- 08/01/2026
- by Mathu Govintan
- GST
- 246 Views
- 0 Comments
The Goods and Services Tax (GST) regime in India has established specific rules for the issuance of invoices for goods and services. Timely issuance of invoices is crucial for compliance, tax calculation, input tax credit, and record-keeping. Below is a detailed overview of the time of invoice for goods and services under GST:
Time of Invoice for Goods
The time of issuing an invoice for goods depends on whether the supply involves movement or not:
Supply Involving Movement of Goods: The invoice must be issued before or at the time of removal of goods for supply to the recipient. For example, if goods are transported from the supplier’s warehouse to the buyer, the invoice must be issued before the goods leave the warehouse.
Supply Not Involving Movement of Goods: The invoice must be issued before or at the time of delivery of goods or when the goods are made available to the recipient. For instance, if goods are sold at the supplier’s premises, the invoice should be issued at the time of handing over the goods.
Time of Invoice for Services
The time of issuing an invoice for services is governed by the following rules:
General Rule: The invoice must be issued before or within 30 days from the date of supply of services. For banking and financial institutions, the time limit is 45 days from the date of supply.

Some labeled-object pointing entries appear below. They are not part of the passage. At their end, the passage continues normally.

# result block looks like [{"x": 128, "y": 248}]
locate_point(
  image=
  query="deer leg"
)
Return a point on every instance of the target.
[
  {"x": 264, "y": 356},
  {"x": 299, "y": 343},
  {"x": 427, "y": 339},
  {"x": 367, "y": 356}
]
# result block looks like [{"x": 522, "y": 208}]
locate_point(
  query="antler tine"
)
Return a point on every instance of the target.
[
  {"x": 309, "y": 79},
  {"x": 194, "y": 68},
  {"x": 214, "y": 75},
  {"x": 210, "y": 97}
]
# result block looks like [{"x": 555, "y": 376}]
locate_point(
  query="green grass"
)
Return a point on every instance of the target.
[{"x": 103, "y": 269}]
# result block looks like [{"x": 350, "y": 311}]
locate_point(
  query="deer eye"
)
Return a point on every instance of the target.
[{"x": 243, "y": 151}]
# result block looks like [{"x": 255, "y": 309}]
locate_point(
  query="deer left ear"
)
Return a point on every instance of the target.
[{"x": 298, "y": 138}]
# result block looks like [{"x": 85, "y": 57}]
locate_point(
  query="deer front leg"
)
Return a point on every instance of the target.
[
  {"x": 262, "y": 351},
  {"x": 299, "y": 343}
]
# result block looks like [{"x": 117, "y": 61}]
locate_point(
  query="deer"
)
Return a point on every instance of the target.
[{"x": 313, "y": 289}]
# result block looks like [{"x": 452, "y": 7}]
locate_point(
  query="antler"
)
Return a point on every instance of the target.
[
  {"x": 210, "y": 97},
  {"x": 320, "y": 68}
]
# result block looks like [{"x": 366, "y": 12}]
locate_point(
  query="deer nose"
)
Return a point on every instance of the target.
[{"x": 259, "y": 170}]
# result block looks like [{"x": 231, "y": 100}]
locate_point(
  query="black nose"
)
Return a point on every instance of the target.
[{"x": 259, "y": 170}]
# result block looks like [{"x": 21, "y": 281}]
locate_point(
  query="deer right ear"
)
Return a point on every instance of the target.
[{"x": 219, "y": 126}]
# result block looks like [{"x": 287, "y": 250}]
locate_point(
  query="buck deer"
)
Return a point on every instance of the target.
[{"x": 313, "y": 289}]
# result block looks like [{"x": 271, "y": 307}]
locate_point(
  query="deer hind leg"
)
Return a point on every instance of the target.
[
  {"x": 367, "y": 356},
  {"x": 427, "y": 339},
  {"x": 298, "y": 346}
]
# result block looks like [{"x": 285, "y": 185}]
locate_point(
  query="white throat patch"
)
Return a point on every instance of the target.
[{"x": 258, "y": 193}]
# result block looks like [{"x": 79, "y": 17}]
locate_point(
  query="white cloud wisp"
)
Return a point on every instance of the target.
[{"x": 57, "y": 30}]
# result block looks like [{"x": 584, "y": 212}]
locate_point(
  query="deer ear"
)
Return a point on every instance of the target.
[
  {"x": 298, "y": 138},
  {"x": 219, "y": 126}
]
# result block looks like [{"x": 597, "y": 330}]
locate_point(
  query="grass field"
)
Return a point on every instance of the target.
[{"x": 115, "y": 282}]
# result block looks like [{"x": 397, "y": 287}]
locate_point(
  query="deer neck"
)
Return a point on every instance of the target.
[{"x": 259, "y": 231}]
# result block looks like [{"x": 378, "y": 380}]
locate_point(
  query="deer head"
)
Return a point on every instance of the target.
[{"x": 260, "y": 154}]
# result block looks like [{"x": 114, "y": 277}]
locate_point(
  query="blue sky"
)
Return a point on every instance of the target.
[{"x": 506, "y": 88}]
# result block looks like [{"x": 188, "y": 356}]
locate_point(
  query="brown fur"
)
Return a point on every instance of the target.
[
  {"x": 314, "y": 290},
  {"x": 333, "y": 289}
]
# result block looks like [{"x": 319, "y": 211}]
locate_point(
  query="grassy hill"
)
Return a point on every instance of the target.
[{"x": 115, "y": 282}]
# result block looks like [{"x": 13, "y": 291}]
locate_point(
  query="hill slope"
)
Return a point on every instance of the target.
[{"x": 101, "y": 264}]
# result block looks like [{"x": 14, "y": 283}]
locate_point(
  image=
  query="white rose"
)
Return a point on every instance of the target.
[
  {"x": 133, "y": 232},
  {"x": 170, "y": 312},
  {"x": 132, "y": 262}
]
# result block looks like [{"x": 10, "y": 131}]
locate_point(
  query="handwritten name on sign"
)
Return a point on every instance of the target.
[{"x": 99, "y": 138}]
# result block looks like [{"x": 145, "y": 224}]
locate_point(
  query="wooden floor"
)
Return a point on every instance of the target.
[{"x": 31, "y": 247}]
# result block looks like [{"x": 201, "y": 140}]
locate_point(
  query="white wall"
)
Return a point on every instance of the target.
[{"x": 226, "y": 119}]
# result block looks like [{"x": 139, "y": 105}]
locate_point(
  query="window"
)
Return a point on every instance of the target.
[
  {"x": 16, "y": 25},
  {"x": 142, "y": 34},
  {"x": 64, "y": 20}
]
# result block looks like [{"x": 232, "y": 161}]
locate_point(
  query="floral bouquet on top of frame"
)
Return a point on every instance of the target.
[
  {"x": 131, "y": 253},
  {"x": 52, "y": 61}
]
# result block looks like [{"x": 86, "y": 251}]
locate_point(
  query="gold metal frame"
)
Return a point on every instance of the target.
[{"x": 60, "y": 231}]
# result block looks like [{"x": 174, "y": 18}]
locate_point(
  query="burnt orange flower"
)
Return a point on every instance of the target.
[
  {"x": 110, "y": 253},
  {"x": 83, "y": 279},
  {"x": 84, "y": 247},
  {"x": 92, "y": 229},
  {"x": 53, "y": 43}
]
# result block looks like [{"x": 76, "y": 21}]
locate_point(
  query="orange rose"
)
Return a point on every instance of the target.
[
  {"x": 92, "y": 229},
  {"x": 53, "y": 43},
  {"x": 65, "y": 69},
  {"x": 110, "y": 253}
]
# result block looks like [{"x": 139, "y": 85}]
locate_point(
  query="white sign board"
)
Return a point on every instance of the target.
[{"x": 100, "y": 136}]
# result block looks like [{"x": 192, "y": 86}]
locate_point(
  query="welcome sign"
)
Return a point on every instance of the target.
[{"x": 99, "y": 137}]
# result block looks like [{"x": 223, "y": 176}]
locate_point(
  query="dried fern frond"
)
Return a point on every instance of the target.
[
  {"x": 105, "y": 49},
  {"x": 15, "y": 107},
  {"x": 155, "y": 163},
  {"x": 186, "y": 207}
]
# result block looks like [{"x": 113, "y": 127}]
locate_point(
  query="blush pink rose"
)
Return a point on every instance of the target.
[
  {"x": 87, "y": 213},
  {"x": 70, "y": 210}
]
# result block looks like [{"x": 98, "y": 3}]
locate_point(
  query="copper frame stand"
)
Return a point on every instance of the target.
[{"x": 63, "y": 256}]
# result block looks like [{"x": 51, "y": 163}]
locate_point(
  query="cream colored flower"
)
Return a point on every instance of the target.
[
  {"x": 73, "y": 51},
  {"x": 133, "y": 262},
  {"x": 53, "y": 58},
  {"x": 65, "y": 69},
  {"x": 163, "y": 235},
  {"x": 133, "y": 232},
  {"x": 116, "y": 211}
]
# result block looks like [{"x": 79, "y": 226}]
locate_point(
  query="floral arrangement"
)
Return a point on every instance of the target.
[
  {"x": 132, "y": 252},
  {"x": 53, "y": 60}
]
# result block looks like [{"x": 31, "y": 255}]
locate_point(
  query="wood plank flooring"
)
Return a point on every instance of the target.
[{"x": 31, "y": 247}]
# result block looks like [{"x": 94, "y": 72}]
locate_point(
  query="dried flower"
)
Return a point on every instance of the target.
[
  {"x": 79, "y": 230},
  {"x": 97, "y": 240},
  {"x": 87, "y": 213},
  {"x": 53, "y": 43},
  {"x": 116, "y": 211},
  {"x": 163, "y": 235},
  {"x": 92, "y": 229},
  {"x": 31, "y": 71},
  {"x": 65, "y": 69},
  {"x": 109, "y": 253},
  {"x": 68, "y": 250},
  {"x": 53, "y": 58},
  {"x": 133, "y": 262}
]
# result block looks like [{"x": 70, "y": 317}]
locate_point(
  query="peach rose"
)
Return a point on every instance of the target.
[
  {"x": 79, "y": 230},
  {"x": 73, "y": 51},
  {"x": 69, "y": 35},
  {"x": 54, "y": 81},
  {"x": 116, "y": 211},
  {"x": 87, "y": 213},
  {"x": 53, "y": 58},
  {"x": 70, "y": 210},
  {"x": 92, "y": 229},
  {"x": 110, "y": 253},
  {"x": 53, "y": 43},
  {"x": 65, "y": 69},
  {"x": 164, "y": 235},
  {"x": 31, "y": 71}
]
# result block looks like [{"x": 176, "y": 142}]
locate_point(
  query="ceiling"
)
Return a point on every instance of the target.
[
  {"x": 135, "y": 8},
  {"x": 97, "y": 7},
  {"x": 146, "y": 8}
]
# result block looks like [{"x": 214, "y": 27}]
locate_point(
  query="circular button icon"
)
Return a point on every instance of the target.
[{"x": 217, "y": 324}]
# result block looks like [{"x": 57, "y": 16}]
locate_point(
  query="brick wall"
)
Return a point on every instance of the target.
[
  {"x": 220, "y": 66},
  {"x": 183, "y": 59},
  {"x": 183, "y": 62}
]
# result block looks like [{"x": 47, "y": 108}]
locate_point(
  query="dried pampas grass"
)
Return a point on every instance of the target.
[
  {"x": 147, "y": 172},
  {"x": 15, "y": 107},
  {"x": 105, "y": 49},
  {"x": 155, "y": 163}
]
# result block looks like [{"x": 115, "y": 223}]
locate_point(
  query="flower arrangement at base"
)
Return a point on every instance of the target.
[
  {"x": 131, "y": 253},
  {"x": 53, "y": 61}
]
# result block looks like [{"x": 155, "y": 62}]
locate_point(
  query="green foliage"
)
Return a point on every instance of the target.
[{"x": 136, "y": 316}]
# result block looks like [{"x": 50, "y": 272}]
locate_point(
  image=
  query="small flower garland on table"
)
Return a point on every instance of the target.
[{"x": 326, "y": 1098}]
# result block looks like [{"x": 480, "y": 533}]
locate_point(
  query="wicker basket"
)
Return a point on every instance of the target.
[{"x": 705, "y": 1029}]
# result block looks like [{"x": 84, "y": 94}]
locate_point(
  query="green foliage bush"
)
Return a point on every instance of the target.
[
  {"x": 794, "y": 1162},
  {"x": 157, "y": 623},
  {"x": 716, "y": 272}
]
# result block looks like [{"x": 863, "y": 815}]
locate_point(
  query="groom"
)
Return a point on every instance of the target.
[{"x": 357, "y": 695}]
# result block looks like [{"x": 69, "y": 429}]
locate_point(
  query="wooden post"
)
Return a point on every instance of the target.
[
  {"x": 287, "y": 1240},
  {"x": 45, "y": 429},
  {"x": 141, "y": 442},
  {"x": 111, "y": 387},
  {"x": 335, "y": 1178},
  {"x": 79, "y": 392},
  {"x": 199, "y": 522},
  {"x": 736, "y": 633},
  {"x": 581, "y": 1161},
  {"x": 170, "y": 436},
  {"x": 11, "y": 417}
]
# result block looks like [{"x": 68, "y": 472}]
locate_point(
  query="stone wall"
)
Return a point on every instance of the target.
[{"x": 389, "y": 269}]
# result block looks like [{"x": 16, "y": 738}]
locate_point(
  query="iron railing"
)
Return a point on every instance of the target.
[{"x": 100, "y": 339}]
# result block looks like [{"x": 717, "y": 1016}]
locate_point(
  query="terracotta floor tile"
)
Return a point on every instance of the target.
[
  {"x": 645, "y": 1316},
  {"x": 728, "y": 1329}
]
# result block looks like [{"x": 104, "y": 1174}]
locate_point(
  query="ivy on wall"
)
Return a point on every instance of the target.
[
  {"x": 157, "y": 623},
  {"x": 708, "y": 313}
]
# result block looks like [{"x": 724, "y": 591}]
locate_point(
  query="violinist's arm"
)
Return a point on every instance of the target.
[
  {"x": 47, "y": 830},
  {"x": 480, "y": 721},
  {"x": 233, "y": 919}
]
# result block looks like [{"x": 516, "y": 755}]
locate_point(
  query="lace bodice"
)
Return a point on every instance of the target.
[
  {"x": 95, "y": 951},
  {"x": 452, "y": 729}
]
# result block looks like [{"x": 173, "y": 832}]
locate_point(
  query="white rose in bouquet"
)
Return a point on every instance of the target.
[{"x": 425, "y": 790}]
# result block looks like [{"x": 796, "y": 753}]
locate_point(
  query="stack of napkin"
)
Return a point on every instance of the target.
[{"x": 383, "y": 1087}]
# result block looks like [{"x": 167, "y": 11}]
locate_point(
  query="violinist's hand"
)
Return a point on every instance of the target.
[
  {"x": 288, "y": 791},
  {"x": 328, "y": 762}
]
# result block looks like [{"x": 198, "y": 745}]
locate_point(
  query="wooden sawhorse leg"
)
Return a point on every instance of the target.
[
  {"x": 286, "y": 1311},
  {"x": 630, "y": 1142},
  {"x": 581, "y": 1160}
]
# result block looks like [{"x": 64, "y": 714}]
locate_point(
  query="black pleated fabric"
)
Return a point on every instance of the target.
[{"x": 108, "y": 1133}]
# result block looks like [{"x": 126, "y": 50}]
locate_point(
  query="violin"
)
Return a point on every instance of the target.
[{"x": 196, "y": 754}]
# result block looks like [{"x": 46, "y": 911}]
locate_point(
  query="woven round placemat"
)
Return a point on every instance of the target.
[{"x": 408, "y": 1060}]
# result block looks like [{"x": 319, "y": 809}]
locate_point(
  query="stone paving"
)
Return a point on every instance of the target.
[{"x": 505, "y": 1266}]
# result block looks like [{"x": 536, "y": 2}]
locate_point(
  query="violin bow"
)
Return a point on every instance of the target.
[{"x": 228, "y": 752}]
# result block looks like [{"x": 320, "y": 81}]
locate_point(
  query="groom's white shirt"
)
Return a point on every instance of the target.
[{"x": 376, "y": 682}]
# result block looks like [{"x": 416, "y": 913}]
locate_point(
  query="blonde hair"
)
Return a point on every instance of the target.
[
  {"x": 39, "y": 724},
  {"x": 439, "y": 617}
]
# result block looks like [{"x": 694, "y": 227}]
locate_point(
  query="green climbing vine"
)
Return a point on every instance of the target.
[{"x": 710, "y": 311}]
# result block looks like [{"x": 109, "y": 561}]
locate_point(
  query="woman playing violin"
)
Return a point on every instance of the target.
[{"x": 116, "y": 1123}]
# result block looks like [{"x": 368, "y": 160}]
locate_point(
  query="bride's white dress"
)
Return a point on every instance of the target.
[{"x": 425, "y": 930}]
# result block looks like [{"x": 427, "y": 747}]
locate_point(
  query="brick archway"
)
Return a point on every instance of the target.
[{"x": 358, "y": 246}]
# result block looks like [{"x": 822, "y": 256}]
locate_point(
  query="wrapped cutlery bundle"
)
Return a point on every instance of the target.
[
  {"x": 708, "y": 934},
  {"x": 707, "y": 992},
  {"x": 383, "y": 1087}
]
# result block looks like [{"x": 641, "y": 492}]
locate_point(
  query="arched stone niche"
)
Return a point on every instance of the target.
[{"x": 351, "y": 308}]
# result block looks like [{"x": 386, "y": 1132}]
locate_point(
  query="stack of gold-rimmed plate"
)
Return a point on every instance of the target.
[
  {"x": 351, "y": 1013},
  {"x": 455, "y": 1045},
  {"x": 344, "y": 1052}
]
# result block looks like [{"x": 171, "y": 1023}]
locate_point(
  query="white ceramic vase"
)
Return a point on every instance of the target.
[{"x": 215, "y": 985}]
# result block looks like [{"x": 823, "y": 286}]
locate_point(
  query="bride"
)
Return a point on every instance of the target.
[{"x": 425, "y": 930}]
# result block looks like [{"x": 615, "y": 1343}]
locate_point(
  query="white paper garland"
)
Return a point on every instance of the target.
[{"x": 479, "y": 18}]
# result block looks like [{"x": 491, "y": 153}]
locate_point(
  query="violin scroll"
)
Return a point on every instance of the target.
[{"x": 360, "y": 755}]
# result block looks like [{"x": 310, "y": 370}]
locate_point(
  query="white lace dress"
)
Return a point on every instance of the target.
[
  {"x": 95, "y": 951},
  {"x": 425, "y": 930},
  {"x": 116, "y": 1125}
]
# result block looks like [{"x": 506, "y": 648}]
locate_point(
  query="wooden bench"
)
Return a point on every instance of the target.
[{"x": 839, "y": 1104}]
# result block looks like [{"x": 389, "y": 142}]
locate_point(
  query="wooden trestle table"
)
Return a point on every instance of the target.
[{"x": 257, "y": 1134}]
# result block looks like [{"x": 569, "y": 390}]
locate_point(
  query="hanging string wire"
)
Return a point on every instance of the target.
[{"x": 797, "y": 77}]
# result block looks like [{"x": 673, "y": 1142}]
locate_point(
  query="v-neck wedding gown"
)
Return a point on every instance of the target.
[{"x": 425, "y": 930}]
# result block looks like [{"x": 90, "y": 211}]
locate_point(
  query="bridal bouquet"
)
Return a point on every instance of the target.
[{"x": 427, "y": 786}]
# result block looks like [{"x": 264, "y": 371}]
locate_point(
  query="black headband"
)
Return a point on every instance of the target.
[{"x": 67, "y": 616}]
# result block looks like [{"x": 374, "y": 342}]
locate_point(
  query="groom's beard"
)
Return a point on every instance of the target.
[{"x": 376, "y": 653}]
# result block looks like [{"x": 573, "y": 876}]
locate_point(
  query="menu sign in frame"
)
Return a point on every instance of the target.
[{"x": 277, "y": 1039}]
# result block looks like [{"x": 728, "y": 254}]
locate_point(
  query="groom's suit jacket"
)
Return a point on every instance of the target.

Continuous Supply of Services:
If the contract requires periodic payments or successive statements, the invoice must be issued before or after the due date of payment as specified in the contract.
If the payment is linked to the completion of an event, the invoice must be issued on or before the date of completion of the event.
Other Scenarios: In cases where the supply of services ceases before its completion, the invoice must be issued at the time when the supply ceases.
Special Provisions
Advance Payments:
For goods, no tax is payable on receipt of advance payments, and the invoice is issued at the time of supply.
For services, the invoice can be issued upon receipt of advance payment.
Goods Sent on Approval: If goods are sent on approval for sale or return, the invoice must be issued before or at the time of supply or within six months from the date of removal, whichever is earlier.
Distinct Persons: For taxable supplies of services between distinct persons (e.g., branches of the same company in different states), the invoice can be issued before or at the time the supplier records the transaction in their books or before the end of the quarter in which the supply was made.
Electronic Invoices: For certain categories of taxpayers, invoices may be issued electronically with a Quick Response (QR) code embedded with an Invoice Reference Number (IRN).
Importance of Timely Issuance of Invoices
Compliance: Adhering to prescribed timelines ensures compliance with GST laws and avoids penalties under Section 47 of the CGST Act.
Input Tax Credit: Proper invoicing is essential for the recipient to claim input tax credit.
Record-Keeping: Invoices serve as vital records for tax filing and audits.
Key Considerations
Ensure invoices contain all mandatory details as prescribed under Section 31 of the CGST Act, such as supplier and recipient details, GSTIN, HSN/SAC codes, taxable value, tax rate, and amount.
For goods, the place of supply plays a significant role in determining GST applicability.
For services, the place of supply is determined based on the nature of the service and the location of the supplier and recipient.
Conclusion
Understanding the time of invoice for goods and services is a fundamental aspect of GST compliance. Businesses must ensure that invoices are issued within the prescribed timelines to avoid penalties and ensure smooth operations. Proper invoicing not only helps in compliance but also facilitates seamless input tax credit claims, contributing to the overall efficiency of the GST system.